Later that day, I was crouching in a kiddie pool trying to film Wilson whilst my pants got soaked. You would think filming an Eastern Box Turtle would be easy right? Not when that turtle is Wilson! He is such an outgoing fellow and never stops moving – it made it difficult to snap a photo! In the end, we managed to get enough shots for the video, which you can check out here.
Aside from assisting in photo-shoots, I have been working on updating the Wildlife Center’s YouTube channel. Fortunately, I have some background in video production so I used my skills to create a new introduction to our videos and a new end screen – both were fun to make!
Another favorite moment of mine involves Pignoli our education Eastern Screech-Owls. Last week, I went to get her out of her enclosure and saw she was molting all her head feathers. When molting, birds grow in "blood feathers" – a term that refers to the new feathers that are growing. Feathers develop from a follicle and need a healthy supply of blood (found in the shaft of the feathers) as they grow. Pignoli is notorious for having the most dramatic molt out of all our birds at the Center, so it was incredible to witness her molt first hand!
Part of the education outreach externship requires externs to present a live public program as part of the final project. So, recently I gave my first program! Programs are longer and more specific than a tour. I was quite intimidated at first – I never thought I would be able to stand confidently in front of a crowd for such a long time.
I presented a Critters Don’t Need Litter program in Stafford, Virginia, which was about how litter directly affects wildlife and the environment. While I was nervous at first, my uneasiness quickly dissipated once I engaged with the crowd and started talking about how our ambassador species can be affected by litter.
For the program, Raina and I brought along three of our ambassadors – Pogo the Virginia Opossum, Wilson the Eastern Box Turtle, and Athena the Barred Owl. Pogo insisted on dragging his towel out of his crate with him (typical Pogo behavior!) and Wilson was more than happy to say hello to the crowd. This was my first outing with Athena, and she was wonderful!
To top everything off, I lead my online Wildlife Center Classroom Series about Backyard Habitats last week! I enjoyed being on the moderated discussion and having the ability to directly engage with our online community of supporters. They gave tremendous feedback and seemed to really enjoy the class.

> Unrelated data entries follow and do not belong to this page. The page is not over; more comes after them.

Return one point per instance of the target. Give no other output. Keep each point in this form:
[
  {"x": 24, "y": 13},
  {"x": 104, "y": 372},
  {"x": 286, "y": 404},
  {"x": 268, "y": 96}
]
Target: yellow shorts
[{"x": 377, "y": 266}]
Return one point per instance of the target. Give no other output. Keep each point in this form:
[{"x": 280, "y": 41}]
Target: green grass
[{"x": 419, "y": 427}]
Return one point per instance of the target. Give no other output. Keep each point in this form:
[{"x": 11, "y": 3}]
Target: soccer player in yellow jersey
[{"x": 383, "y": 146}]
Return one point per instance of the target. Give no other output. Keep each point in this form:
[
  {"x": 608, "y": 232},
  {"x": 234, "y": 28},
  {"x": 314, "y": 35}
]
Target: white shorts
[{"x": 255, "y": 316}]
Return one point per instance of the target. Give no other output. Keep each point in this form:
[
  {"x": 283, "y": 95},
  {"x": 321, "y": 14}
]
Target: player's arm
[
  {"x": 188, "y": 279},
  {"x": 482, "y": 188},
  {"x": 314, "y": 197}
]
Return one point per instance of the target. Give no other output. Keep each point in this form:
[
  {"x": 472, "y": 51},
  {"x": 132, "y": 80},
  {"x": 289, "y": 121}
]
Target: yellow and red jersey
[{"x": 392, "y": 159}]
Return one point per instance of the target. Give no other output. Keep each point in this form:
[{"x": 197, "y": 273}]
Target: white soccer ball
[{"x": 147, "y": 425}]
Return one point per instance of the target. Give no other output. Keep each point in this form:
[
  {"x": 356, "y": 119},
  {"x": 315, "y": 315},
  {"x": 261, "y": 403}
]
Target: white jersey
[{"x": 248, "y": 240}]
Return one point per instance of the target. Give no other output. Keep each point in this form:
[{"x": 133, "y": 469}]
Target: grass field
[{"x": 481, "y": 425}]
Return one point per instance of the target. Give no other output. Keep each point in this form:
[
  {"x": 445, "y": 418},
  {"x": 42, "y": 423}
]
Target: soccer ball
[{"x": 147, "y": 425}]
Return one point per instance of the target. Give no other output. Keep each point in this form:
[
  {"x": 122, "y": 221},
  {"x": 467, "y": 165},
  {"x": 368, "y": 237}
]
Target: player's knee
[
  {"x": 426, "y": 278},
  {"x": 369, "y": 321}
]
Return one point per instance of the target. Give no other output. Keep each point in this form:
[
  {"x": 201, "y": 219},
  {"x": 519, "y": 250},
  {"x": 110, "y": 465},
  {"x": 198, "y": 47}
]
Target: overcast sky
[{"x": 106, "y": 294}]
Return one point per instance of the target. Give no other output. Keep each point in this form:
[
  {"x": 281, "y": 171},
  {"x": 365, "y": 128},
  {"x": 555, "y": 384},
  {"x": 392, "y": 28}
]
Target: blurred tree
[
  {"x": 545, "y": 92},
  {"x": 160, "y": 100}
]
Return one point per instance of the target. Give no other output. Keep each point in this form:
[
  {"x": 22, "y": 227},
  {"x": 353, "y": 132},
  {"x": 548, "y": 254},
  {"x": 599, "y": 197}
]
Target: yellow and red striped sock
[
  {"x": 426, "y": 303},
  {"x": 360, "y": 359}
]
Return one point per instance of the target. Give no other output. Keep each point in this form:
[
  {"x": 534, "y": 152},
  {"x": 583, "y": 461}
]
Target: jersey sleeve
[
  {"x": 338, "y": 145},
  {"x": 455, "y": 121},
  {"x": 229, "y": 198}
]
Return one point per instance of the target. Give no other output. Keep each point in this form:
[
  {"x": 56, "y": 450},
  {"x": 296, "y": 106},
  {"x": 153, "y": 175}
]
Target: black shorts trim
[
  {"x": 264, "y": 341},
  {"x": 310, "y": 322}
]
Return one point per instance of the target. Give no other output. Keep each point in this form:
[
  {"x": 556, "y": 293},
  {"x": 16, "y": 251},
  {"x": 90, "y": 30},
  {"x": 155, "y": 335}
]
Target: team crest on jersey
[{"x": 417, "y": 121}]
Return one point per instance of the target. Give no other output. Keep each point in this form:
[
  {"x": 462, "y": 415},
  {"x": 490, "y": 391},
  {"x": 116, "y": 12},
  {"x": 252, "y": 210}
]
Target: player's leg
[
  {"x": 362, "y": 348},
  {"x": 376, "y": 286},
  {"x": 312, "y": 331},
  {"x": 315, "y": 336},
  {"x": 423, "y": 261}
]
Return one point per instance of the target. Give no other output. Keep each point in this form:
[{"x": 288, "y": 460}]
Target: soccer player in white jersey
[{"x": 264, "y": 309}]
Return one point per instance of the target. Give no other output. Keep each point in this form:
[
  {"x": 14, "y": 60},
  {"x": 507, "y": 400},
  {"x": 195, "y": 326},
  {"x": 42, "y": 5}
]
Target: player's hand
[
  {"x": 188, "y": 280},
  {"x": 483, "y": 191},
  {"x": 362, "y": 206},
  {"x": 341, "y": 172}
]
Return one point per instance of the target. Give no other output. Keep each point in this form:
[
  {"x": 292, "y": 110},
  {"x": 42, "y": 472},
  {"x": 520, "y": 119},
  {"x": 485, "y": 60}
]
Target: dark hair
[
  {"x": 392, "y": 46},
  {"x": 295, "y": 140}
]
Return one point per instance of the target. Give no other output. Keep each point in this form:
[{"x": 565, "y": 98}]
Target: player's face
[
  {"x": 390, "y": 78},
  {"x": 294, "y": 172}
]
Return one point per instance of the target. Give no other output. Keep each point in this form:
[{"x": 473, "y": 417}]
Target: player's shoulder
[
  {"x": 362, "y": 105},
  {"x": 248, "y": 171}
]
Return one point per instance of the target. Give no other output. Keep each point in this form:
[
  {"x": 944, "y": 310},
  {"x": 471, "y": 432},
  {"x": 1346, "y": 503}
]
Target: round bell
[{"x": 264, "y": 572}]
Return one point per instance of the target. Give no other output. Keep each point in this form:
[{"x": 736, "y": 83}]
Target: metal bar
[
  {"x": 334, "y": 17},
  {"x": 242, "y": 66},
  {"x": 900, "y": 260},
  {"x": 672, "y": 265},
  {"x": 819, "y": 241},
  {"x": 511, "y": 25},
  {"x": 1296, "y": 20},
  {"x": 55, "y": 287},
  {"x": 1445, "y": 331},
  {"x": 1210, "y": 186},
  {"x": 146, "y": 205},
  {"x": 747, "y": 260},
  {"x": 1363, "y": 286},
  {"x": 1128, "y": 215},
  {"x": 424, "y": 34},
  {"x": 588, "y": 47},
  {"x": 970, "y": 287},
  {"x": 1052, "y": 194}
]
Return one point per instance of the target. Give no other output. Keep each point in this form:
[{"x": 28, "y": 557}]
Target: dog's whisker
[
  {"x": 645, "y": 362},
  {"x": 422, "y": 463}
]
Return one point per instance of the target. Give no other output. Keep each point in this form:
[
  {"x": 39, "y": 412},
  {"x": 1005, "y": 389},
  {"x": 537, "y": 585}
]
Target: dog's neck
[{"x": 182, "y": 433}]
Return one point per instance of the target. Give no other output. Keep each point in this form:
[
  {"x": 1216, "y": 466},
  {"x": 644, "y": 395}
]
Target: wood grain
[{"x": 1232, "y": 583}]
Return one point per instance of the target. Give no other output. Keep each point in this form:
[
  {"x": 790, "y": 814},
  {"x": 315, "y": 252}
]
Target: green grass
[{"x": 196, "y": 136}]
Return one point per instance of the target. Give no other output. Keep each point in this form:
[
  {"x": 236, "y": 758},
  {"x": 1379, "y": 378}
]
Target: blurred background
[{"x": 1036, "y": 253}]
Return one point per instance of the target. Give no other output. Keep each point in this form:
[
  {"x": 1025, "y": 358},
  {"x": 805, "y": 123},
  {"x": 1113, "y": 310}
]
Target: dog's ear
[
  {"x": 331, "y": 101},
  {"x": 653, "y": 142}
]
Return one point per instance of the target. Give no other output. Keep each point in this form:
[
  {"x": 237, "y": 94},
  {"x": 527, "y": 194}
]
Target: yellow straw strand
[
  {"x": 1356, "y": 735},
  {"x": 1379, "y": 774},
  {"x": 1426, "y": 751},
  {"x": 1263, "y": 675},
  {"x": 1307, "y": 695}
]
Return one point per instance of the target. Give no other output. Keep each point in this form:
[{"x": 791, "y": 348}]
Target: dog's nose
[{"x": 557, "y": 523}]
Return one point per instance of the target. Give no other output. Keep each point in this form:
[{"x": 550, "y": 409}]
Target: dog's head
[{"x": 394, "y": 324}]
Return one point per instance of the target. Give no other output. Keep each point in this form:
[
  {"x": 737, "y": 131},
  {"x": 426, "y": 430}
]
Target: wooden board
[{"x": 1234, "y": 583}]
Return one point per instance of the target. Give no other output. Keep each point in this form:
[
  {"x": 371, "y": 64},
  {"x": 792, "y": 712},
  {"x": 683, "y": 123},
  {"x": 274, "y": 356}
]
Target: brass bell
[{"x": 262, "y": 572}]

“Critter Nation”, as the Center supporters are affectionately known, is one of the most encouraging groups of people I have ever had the opportunity to talk with, and I want to thank them for their continued support of the Wildlife Center.
I’d like to give a huge thank you to all the Center staff members who work tirelessly to care for every animal that comes through our doors. Most of all, thank you to everyone in the outreach department who taught me all the tips and tricks of education outreach for the past 12 weeks! The lessons and skills I have learned here are invaluable. This experience was more than I could have hoped for, and I will miss being at Wildlife Center everyday.
My passion for wildlife and the environment has only grown since my time here, and I plan to continue working for or with wildlife in the future. This was an experience that will stick with me no matter where I go. I wish the best of luck to the Center and its future endeavors!